Ce lundi 9 mars, son propre groupe, l’AFDC-A, s’est désolidarisé publiquement. Dans un communiqué, les sénateurs affirment que la sortie médiatique de leur leader « n’a jamais été validée » par le groupe. Ils l’invitent à « tirer les conséquences politiques qui s’imposent ».
Les membres du groupe réaffirment leur soutien total au Président Tshisekedi et saluent ses efforts pour pacifier l’Est du pays face aux attaques de l’AFC/M23.
Le bureau du Sénat avait déjà dénoncé samedi 7 mars ces déclarations individuelles, rappelant l’importance de la cohésion nationale et de la retenue.
Pour beaucoup d’alliés du Président, Bahati vient de franchir une ligne rouge. Certains sénateurs, menés par Dany Kabongo, ont même lancé une pétition pour exiger son départ du bureau du Sénat.

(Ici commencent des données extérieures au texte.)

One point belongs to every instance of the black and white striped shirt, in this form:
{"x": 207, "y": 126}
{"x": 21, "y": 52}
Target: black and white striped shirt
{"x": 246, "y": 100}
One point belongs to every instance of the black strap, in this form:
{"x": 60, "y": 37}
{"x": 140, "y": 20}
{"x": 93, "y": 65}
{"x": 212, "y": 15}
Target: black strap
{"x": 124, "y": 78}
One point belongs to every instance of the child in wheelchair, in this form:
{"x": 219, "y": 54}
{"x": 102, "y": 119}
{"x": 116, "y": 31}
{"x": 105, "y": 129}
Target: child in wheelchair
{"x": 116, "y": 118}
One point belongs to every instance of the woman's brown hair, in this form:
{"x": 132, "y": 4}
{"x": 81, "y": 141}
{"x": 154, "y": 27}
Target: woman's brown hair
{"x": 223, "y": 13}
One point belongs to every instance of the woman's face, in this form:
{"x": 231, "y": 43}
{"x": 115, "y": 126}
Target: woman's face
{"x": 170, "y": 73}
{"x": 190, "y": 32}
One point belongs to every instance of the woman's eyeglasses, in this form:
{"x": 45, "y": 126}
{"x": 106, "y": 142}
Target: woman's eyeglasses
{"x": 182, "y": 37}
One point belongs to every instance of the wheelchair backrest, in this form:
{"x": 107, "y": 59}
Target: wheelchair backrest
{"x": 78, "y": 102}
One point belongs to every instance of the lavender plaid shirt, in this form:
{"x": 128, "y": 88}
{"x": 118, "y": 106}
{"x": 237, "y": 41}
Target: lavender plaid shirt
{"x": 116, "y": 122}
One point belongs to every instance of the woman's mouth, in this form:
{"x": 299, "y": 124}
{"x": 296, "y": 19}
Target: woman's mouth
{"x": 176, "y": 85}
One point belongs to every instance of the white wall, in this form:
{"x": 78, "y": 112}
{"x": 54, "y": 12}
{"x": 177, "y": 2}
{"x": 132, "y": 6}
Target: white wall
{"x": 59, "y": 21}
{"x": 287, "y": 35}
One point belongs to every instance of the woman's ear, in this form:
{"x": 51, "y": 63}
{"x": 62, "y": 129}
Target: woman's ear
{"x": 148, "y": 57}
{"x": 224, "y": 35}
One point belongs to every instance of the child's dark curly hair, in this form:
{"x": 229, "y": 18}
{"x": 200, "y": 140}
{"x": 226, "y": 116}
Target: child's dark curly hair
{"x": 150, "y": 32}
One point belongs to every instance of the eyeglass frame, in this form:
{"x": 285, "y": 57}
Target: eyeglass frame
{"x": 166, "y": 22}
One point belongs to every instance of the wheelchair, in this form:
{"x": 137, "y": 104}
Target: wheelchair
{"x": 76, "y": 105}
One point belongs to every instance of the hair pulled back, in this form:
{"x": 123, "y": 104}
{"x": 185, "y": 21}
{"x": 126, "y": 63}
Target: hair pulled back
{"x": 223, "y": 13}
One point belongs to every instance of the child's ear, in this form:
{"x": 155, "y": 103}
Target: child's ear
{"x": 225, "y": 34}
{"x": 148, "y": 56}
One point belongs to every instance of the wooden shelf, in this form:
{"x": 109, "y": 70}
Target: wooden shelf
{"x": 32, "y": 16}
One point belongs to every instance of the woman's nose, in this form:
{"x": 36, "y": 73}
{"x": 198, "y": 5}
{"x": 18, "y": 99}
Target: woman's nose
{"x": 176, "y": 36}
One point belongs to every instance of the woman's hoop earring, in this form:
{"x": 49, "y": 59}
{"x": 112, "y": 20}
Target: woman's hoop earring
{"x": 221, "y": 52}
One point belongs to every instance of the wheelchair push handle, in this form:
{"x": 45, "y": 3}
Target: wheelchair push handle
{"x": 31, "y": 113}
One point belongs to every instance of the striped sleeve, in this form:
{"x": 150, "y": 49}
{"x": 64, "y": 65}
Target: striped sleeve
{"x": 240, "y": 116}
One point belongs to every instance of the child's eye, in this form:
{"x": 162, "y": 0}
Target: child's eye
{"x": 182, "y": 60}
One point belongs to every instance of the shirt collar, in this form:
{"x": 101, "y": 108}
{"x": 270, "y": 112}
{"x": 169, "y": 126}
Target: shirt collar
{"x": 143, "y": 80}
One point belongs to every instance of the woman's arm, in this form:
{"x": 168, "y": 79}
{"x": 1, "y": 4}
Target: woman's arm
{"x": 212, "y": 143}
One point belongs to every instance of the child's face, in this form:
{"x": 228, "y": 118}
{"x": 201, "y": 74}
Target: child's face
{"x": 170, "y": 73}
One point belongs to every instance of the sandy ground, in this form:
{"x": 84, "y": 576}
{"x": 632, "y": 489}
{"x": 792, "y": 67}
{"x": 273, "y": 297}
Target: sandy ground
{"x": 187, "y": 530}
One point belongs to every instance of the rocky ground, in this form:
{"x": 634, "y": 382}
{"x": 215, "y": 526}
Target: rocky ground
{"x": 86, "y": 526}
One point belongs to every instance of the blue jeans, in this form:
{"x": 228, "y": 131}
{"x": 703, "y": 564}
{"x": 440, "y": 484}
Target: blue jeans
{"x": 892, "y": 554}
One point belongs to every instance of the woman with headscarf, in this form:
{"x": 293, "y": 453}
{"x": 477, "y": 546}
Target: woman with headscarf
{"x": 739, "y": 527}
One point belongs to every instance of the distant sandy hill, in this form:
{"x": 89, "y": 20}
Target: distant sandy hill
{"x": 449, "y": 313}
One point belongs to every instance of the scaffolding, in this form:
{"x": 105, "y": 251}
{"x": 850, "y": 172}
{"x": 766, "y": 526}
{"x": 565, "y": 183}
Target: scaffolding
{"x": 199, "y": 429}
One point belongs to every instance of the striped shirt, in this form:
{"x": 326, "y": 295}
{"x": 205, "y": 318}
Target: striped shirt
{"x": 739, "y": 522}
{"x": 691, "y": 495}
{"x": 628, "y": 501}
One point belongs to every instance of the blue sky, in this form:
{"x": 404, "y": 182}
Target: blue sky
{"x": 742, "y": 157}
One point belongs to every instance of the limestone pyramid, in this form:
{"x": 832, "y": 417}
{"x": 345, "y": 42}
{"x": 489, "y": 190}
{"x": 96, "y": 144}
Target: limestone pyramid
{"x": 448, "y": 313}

La question se pose désormais : un divorce politique est-il imminent ? L’AFDC-A pourrait-il se scinder ? Bahati pourrait-il perdre des partisans clés ?
La situation est tendue. Chaque déclaration est scrutée. Chaque geste pourrait redessiner l’Union Sacrée. Les prochains jours seront décisifs. La stabilité de la majorité présidentielle est en jeu.